Today’s school walkouts, led by students, follow the horrific shooting at Marjorie Stoneman Douglas High School in Parkland, Fl. on Valentine’s Day at which 17 people were killed.
“The activist students deserve the nation’s thanks for demanding policy makers finally pass needed reforms as well as stimulating a national dialogue on what steps we should, as a nation, take to protect our children, our families, and all of our people from what is clearly a preventable form of violence,” said NNU Co-President Jean Ross, RN.
Nurses also want to call attention to the far less reported fatal school shooting in early March of 17-year-old Courtlin Arrington, an African-American senior at a Huffman High School in Birmingham, Al who hoped to become a nurse, added NNU Executive Director Bonnie Castillo, RN.
A number of students are calling for 18 minutes of protest, including Arrington, as well as those killed in Parkland.
“We must take gun violence as seriously as any public health crisis that affects patients, their families, and all of our communities. It is as critical as any other social issue that causes death, pain and suffering, whether from environmental causes, homelessness, mental health, or any other societal crisis,” said Castillo.
“When gun violence threatens the life and safety of children, there is a particular urgency to insist on public policy reforms to stem this plague,” said Ross, noting that NNU and its affiliates have supported a broad range of gun reforms.
Gun violence is a leading cause of premature death in the U.S., the American Public Health Association notes. Guns kill more than 38,000 people and cause nearly 85,000 injuries each year. Gun associated homicides are the second leading cause of death for young people aged 15 to 24.
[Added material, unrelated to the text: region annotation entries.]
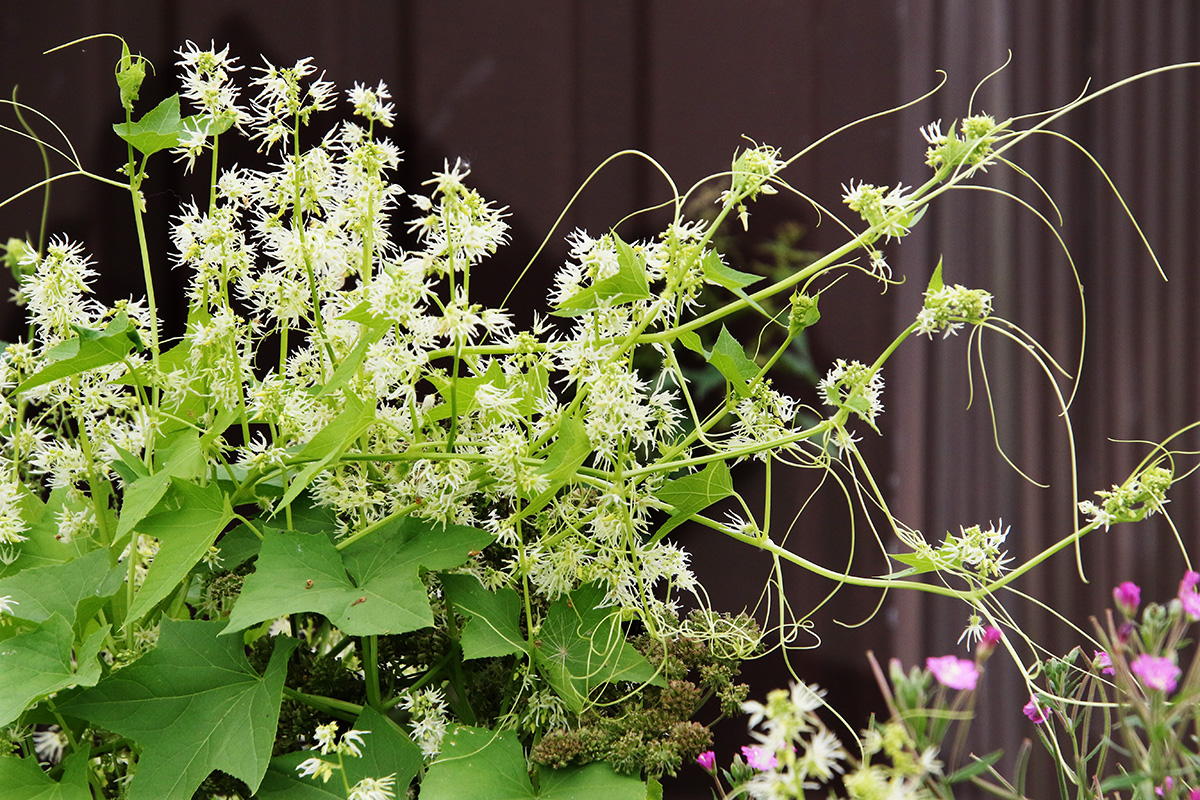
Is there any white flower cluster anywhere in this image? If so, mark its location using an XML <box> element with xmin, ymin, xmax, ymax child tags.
<box><xmin>917</xmin><ymin>284</ymin><xmax>992</xmax><ymax>338</ymax></box>
<box><xmin>296</xmin><ymin>722</ymin><xmax>396</xmax><ymax>800</ymax></box>
<box><xmin>841</xmin><ymin>181</ymin><xmax>918</xmax><ymax>241</ymax></box>
<box><xmin>920</xmin><ymin>114</ymin><xmax>1007</xmax><ymax>170</ymax></box>
<box><xmin>400</xmin><ymin>686</ymin><xmax>449</xmax><ymax>760</ymax></box>
<box><xmin>742</xmin><ymin>682</ymin><xmax>847</xmax><ymax>799</ymax></box>
<box><xmin>1079</xmin><ymin>465</ymin><xmax>1175</xmax><ymax>530</ymax></box>
<box><xmin>932</xmin><ymin>519</ymin><xmax>1013</xmax><ymax>578</ymax></box>
<box><xmin>817</xmin><ymin>359</ymin><xmax>883</xmax><ymax>427</ymax></box>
“As nurses dedicated to healing and alleviating human suffering,” said Ross, “the focus must begin with prevention, and the urgency of stopping gun violence before it occurs. In addition to the loss of life and physical injuries that can last a lifetime, there are also long term consequences that can erode the mental and physical health of affected family members for years.”
Gun violence is now pervasive throughout our society, fueled additionally by inadequate support for mental health services, domestic violence especially against women, and racism and other hate ideology. However, there is one thread common to nearly all the incidents of gun violence – the all too easy access to firearms. “That’s where reforms must begin,” Ross concluded.